Meg Foster, Justice Fellow at Georgetown University Center for Privacy and Technology, said there are concerns about bias within the algorithms of various facial recognition technologies. Some have a harder time recognizing minority faces, for example. And there are concerns that outside hackers will find ways to hack into government systems for nefarious purposes.

Regarding the TSA pilot program, Foster said she’s concerned that while the agency says it doesn’t currently store the biometric data it collects, what if that changes in the future? And while people are allowed to opt out, he said it’s not fair to hold harried passengers who might be worried about missing their flight responsible if they do.

“They might be worried that if they oppose facial recognition, they will be under more suspicion,” Foster said.

Jeramie Scott of the Electronic Privacy Information Center said that while he is volunteering now, he might not be for long. She noted that David Pekoske, who runs TSA, said during a talk in April that eventually the use of biometrics would be required because they are more effective and efficient, although he did not give a schedule.

Scott said he would prefer the TSA not use the technology at all. At the very least, he would like to see an external audit to verify that the technology is not disproportionately affecting certain groups and that the images be removed immediately.

TSA says the goal of the pilot is to improve the accuracy of identity verification without slowing down the speed at which passengers pass through checkpoints, a key issue for an agency that serves 2.4 million passengers daily. The agency said early results are positive and have shown no discernible differences in the algorithm’s ability to recognize passengers based on age, gender, race and ethnicity.

Lim said that the images are not compiled into a database and that photos and IDs are removed. Because this is an assessment, some data is collected and shared with the Department of Homeland Security’s Science and Technology Directorate in limited circumstances. TSA says that data is deleted after 24 months.

Lim said the camera only turns on when a person enters their ID card, so it doesn’t collect random images of people at the airport. That also gives passengers control over whether they want to use it, he said. And he said research has shown that while some algorithms perform worse with certain demographics, it also shows that higher-quality algorithms, like the one the agency uses, are much more accurate. He said using the best cameras available is also a factor.
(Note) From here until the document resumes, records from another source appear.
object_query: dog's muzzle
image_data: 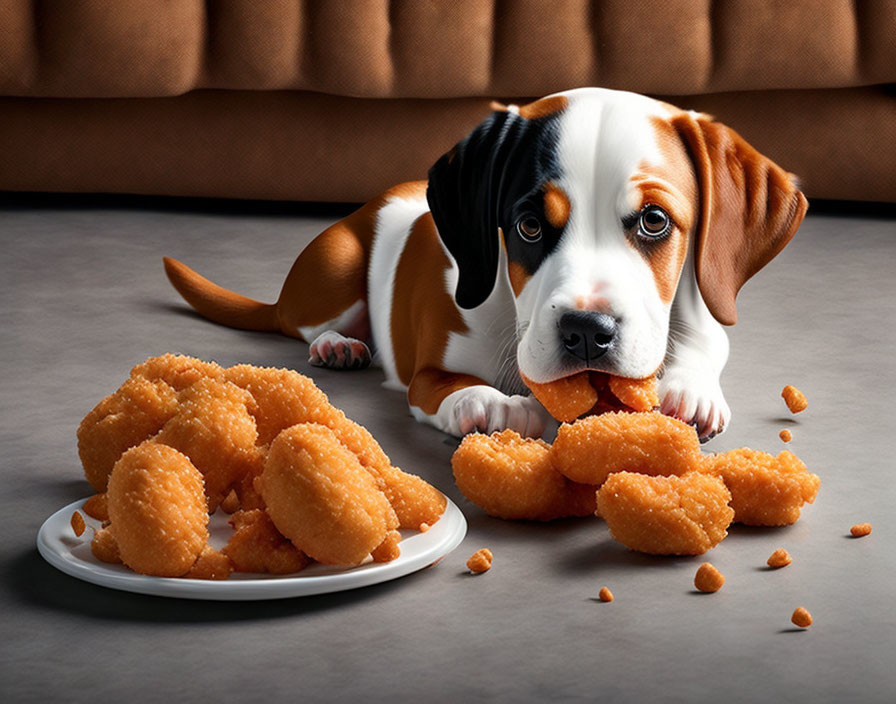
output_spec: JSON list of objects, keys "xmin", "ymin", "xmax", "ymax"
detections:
[{"xmin": 559, "ymin": 310, "xmax": 617, "ymax": 365}]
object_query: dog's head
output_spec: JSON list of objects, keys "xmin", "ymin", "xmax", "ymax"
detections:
[{"xmin": 427, "ymin": 88, "xmax": 807, "ymax": 383}]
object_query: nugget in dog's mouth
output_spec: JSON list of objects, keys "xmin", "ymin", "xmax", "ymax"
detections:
[{"xmin": 522, "ymin": 371, "xmax": 660, "ymax": 423}]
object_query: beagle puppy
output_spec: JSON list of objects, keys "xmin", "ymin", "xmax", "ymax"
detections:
[{"xmin": 165, "ymin": 88, "xmax": 807, "ymax": 439}]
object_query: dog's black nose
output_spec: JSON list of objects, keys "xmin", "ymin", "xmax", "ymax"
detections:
[{"xmin": 560, "ymin": 310, "xmax": 616, "ymax": 364}]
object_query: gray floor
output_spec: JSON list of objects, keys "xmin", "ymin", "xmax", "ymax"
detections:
[{"xmin": 0, "ymin": 195, "xmax": 896, "ymax": 702}]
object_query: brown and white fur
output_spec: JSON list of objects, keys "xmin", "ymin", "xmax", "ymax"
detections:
[{"xmin": 165, "ymin": 88, "xmax": 807, "ymax": 439}]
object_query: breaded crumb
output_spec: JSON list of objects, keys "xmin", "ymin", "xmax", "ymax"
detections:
[
  {"xmin": 72, "ymin": 511, "xmax": 87, "ymax": 538},
  {"xmin": 790, "ymin": 606, "xmax": 812, "ymax": 628},
  {"xmin": 467, "ymin": 548, "xmax": 492, "ymax": 574},
  {"xmin": 849, "ymin": 523, "xmax": 871, "ymax": 538},
  {"xmin": 81, "ymin": 494, "xmax": 109, "ymax": 521},
  {"xmin": 694, "ymin": 562, "xmax": 725, "ymax": 593},
  {"xmin": 781, "ymin": 384, "xmax": 809, "ymax": 413},
  {"xmin": 766, "ymin": 548, "xmax": 793, "ymax": 569}
]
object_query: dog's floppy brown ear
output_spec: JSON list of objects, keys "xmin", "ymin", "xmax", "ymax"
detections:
[{"xmin": 672, "ymin": 113, "xmax": 808, "ymax": 325}]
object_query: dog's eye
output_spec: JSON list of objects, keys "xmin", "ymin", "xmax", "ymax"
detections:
[
  {"xmin": 516, "ymin": 215, "xmax": 541, "ymax": 242},
  {"xmin": 638, "ymin": 205, "xmax": 672, "ymax": 238}
]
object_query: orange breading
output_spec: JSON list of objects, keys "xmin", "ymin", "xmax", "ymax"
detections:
[
  {"xmin": 700, "ymin": 447, "xmax": 821, "ymax": 526},
  {"xmin": 765, "ymin": 548, "xmax": 793, "ymax": 569},
  {"xmin": 90, "ymin": 528, "xmax": 121, "ymax": 565},
  {"xmin": 184, "ymin": 545, "xmax": 233, "ymax": 580},
  {"xmin": 224, "ymin": 364, "xmax": 333, "ymax": 445},
  {"xmin": 259, "ymin": 423, "xmax": 400, "ymax": 565},
  {"xmin": 370, "ymin": 530, "xmax": 401, "ymax": 562},
  {"xmin": 522, "ymin": 372, "xmax": 597, "ymax": 422},
  {"xmin": 81, "ymin": 494, "xmax": 109, "ymax": 521},
  {"xmin": 609, "ymin": 376, "xmax": 660, "ymax": 411},
  {"xmin": 849, "ymin": 523, "xmax": 871, "ymax": 538},
  {"xmin": 551, "ymin": 412, "xmax": 700, "ymax": 486},
  {"xmin": 790, "ymin": 606, "xmax": 812, "ymax": 628},
  {"xmin": 225, "ymin": 364, "xmax": 446, "ymax": 528},
  {"xmin": 131, "ymin": 353, "xmax": 224, "ymax": 391},
  {"xmin": 221, "ymin": 509, "xmax": 311, "ymax": 574},
  {"xmin": 78, "ymin": 377, "xmax": 177, "ymax": 492},
  {"xmin": 451, "ymin": 430, "xmax": 595, "ymax": 521},
  {"xmin": 467, "ymin": 548, "xmax": 494, "ymax": 574},
  {"xmin": 153, "ymin": 378, "xmax": 263, "ymax": 510},
  {"xmin": 694, "ymin": 562, "xmax": 725, "ymax": 594},
  {"xmin": 597, "ymin": 472, "xmax": 734, "ymax": 555},
  {"xmin": 71, "ymin": 511, "xmax": 87, "ymax": 538},
  {"xmin": 522, "ymin": 372, "xmax": 660, "ymax": 423},
  {"xmin": 108, "ymin": 441, "xmax": 208, "ymax": 577},
  {"xmin": 781, "ymin": 384, "xmax": 809, "ymax": 413}
]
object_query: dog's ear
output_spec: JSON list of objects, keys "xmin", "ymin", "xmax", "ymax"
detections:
[
  {"xmin": 426, "ymin": 110, "xmax": 525, "ymax": 309},
  {"xmin": 672, "ymin": 113, "xmax": 808, "ymax": 325}
]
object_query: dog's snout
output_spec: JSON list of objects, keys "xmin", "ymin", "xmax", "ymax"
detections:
[{"xmin": 560, "ymin": 310, "xmax": 616, "ymax": 364}]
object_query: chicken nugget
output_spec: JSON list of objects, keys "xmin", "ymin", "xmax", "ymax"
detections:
[
  {"xmin": 224, "ymin": 364, "xmax": 333, "ymax": 445},
  {"xmin": 260, "ymin": 423, "xmax": 400, "ymax": 565},
  {"xmin": 694, "ymin": 562, "xmax": 725, "ymax": 594},
  {"xmin": 522, "ymin": 372, "xmax": 598, "ymax": 423},
  {"xmin": 451, "ymin": 430, "xmax": 595, "ymax": 521},
  {"xmin": 604, "ymin": 375, "xmax": 660, "ymax": 411},
  {"xmin": 108, "ymin": 441, "xmax": 208, "ymax": 577},
  {"xmin": 221, "ymin": 509, "xmax": 311, "ymax": 574},
  {"xmin": 78, "ymin": 377, "xmax": 177, "ymax": 493},
  {"xmin": 790, "ymin": 606, "xmax": 812, "ymax": 628},
  {"xmin": 467, "ymin": 548, "xmax": 495, "ymax": 574},
  {"xmin": 83, "ymin": 494, "xmax": 109, "ymax": 521},
  {"xmin": 225, "ymin": 364, "xmax": 446, "ymax": 528},
  {"xmin": 597, "ymin": 472, "xmax": 734, "ymax": 555},
  {"xmin": 700, "ymin": 447, "xmax": 821, "ymax": 526},
  {"xmin": 849, "ymin": 523, "xmax": 871, "ymax": 538},
  {"xmin": 551, "ymin": 412, "xmax": 700, "ymax": 486},
  {"xmin": 131, "ymin": 353, "xmax": 224, "ymax": 391},
  {"xmin": 71, "ymin": 511, "xmax": 87, "ymax": 538},
  {"xmin": 153, "ymin": 378, "xmax": 263, "ymax": 511},
  {"xmin": 184, "ymin": 545, "xmax": 233, "ymax": 580},
  {"xmin": 781, "ymin": 384, "xmax": 809, "ymax": 413}
]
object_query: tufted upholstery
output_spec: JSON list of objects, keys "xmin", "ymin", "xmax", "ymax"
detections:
[
  {"xmin": 0, "ymin": 0, "xmax": 896, "ymax": 199},
  {"xmin": 0, "ymin": 0, "xmax": 896, "ymax": 98}
]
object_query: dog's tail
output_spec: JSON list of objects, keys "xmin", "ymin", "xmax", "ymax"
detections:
[{"xmin": 162, "ymin": 257, "xmax": 280, "ymax": 331}]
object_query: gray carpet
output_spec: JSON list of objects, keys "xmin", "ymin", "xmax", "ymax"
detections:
[{"xmin": 0, "ymin": 197, "xmax": 896, "ymax": 702}]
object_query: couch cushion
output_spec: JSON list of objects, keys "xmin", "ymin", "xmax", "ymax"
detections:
[{"xmin": 0, "ymin": 0, "xmax": 896, "ymax": 98}]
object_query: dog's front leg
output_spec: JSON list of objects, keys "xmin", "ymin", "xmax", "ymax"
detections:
[
  {"xmin": 659, "ymin": 257, "xmax": 731, "ymax": 442},
  {"xmin": 408, "ymin": 368, "xmax": 554, "ymax": 438}
]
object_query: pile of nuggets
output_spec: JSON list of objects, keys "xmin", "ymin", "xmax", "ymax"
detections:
[
  {"xmin": 451, "ymin": 374, "xmax": 821, "ymax": 555},
  {"xmin": 73, "ymin": 354, "xmax": 446, "ymax": 579}
]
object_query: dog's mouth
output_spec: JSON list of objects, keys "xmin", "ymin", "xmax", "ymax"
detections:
[{"xmin": 523, "ymin": 371, "xmax": 659, "ymax": 423}]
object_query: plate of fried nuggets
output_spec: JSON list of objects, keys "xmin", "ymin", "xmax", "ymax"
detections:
[{"xmin": 36, "ymin": 355, "xmax": 465, "ymax": 598}]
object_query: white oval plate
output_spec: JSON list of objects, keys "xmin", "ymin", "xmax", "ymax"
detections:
[{"xmin": 37, "ymin": 497, "xmax": 467, "ymax": 601}]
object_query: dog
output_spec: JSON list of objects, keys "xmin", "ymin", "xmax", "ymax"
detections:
[{"xmin": 165, "ymin": 88, "xmax": 807, "ymax": 440}]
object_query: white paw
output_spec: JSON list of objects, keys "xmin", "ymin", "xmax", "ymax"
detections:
[
  {"xmin": 439, "ymin": 386, "xmax": 553, "ymax": 438},
  {"xmin": 308, "ymin": 330, "xmax": 370, "ymax": 369},
  {"xmin": 658, "ymin": 367, "xmax": 731, "ymax": 442}
]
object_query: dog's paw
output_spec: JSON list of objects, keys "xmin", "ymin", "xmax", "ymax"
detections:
[
  {"xmin": 308, "ymin": 330, "xmax": 370, "ymax": 369},
  {"xmin": 658, "ymin": 367, "xmax": 731, "ymax": 442},
  {"xmin": 439, "ymin": 386, "xmax": 552, "ymax": 438}
]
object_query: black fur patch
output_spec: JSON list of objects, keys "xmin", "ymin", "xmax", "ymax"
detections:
[{"xmin": 426, "ymin": 110, "xmax": 563, "ymax": 309}]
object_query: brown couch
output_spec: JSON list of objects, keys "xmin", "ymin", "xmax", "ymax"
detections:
[{"xmin": 0, "ymin": 0, "xmax": 896, "ymax": 201}]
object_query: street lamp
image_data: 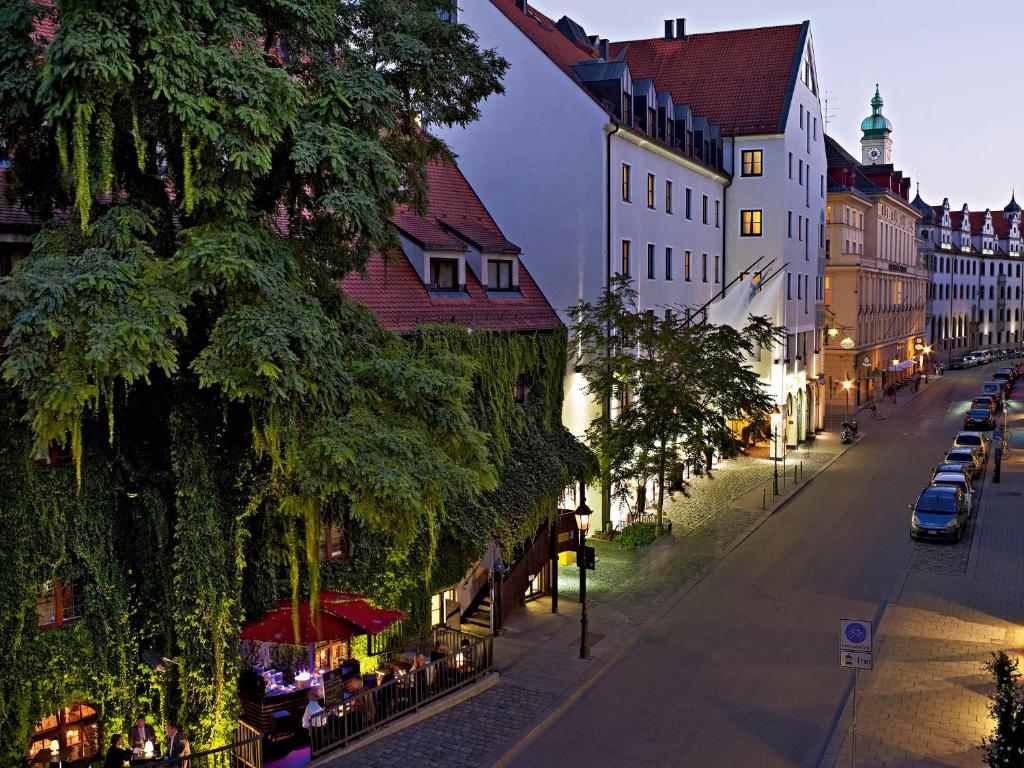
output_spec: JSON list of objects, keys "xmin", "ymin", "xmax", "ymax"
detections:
[
  {"xmin": 771, "ymin": 404, "xmax": 782, "ymax": 496},
  {"xmin": 575, "ymin": 499, "xmax": 591, "ymax": 659}
]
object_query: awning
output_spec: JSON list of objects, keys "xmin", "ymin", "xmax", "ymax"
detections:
[{"xmin": 239, "ymin": 602, "xmax": 366, "ymax": 645}]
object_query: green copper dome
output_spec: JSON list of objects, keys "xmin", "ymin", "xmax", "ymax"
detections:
[{"xmin": 860, "ymin": 84, "xmax": 893, "ymax": 138}]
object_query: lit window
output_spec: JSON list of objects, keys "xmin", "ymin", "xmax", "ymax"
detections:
[
  {"xmin": 739, "ymin": 210, "xmax": 762, "ymax": 238},
  {"xmin": 740, "ymin": 150, "xmax": 764, "ymax": 176}
]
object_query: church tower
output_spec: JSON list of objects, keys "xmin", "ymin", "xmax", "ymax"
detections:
[{"xmin": 860, "ymin": 84, "xmax": 893, "ymax": 165}]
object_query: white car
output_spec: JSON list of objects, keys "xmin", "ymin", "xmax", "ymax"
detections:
[
  {"xmin": 932, "ymin": 472, "xmax": 974, "ymax": 515},
  {"xmin": 953, "ymin": 431, "xmax": 988, "ymax": 459}
]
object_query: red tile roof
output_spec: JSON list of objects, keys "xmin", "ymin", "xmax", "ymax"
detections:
[
  {"xmin": 490, "ymin": 0, "xmax": 597, "ymax": 82},
  {"xmin": 609, "ymin": 25, "xmax": 803, "ymax": 135},
  {"xmin": 341, "ymin": 162, "xmax": 561, "ymax": 333}
]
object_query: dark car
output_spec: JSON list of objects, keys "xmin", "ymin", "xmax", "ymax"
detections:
[
  {"xmin": 910, "ymin": 485, "xmax": 969, "ymax": 542},
  {"xmin": 971, "ymin": 394, "xmax": 1002, "ymax": 414},
  {"xmin": 964, "ymin": 408, "xmax": 995, "ymax": 431}
]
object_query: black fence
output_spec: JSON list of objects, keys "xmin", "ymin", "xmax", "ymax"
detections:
[{"xmin": 307, "ymin": 628, "xmax": 494, "ymax": 757}]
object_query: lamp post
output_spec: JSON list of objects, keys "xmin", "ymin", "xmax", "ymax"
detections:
[
  {"xmin": 771, "ymin": 406, "xmax": 782, "ymax": 496},
  {"xmin": 575, "ymin": 499, "xmax": 591, "ymax": 659}
]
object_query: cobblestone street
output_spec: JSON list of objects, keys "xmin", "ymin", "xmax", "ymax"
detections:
[{"xmin": 823, "ymin": 400, "xmax": 1024, "ymax": 768}]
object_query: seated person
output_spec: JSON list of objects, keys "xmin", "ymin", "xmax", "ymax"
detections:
[{"xmin": 103, "ymin": 733, "xmax": 132, "ymax": 768}]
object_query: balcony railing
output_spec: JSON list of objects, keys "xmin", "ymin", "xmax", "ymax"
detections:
[{"xmin": 307, "ymin": 629, "xmax": 494, "ymax": 757}]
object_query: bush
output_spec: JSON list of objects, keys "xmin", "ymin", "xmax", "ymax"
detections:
[
  {"xmin": 981, "ymin": 650, "xmax": 1024, "ymax": 768},
  {"xmin": 615, "ymin": 522, "xmax": 657, "ymax": 550}
]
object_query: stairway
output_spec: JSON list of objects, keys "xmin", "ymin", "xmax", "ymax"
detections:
[{"xmin": 462, "ymin": 594, "xmax": 490, "ymax": 634}]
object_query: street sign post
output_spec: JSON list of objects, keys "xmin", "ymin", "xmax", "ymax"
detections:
[{"xmin": 839, "ymin": 618, "xmax": 871, "ymax": 766}]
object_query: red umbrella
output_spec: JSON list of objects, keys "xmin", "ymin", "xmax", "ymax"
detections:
[
  {"xmin": 321, "ymin": 592, "xmax": 406, "ymax": 635},
  {"xmin": 240, "ymin": 600, "xmax": 366, "ymax": 645}
]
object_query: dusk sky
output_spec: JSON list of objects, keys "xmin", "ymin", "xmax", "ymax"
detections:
[{"xmin": 536, "ymin": 0, "xmax": 1024, "ymax": 210}]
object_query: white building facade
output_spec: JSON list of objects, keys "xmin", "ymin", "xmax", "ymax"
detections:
[{"xmin": 436, "ymin": 0, "xmax": 730, "ymax": 527}]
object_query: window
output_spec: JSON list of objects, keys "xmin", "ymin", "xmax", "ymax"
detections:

“We take these privacy and civil rights concerns very seriously, because we touch so many people every day,” he said.

Retired TSA official Keith Jeffries said the pandemic has greatly accelerated the rollout of various types of this «contactless» technology, whereby a passenger does not hand over a document to an agent. And he envisioned a «checkpoint of the future» where a passenger’s face can be used to check their bags, go through security checkpoints and board the plane, all with little or no need to pull out a boarding pass or Identification documents.

He acknowledged the privacy concerns and lack of trust that many people have when it comes to providing biometric data to the federal government, but said that in many ways, the use of biometrics is already deeply embedded in society through the use of privately owned technology.

“Technology is here to stay,” he said.